ON GAKU
0.プロローグ
機械を使わなくても頭で考えた事を自由にコントロールして伝えられる人類のいる世界。人工知能は数学的、法律的に音楽を作曲して、人類の領域を次第に占領していった。
1.テレパシーと人工知能
「わぁ、きれいな夕日。歌詞でも考えようかな」
作詞家の梶美紅は夕日を見て、思わず口走る。
「お、いいね。テレパシーで教えて?」
美紅の親友、皐月由は少し、わくわくしながら、そう言う。
「いいよぉ」
美紅は歌詞を考える。由は、テレパシーで伝わって来たので、聞いていた。
《くだらねぇな》
歌詞終了後、由はきっぱり、テレパシーで伝える。
《なにぃ!》
二人はテレパシーで喧嘩を開始した。一応、テレパシーでの喧嘩の為、周りの人々には聞こえない。よって、全員スルー。
美紅は、上司のMUJIへ歌詞を見せる。彼は人工知能。大手会社で作曲の仕事をしている。

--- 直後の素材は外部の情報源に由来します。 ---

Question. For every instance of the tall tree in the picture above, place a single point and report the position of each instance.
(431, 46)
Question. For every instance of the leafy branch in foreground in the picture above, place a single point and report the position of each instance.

「どうして、この歌詞の主人公は、相手に好きと思っているの?」
MUJIは美紅へ歌詞の監督をした。
「えっと、なんとなく……」
「なんとなく書いてどうするの? 好きになる理由を書いて。所じゃなくて」
――ひぃぃぃ。
美紅は再び、MUJIに歌詞を見せる。一方、MUJIは自分の作曲した曲の歌詞になるものなので、渋々見ることにした。
「……」
「どう?」
「嫌」
MUJIはきっぱりと拒否した。
「何で!?」
美紅は理由を尋ねた。
「なんとなく」きっぱり
「何で理由がないの!?」
「お前のマネ」きっぱり。
――そ、そんなぁ!
美紅はショックを受けていた。作詞家の道は前途多難である。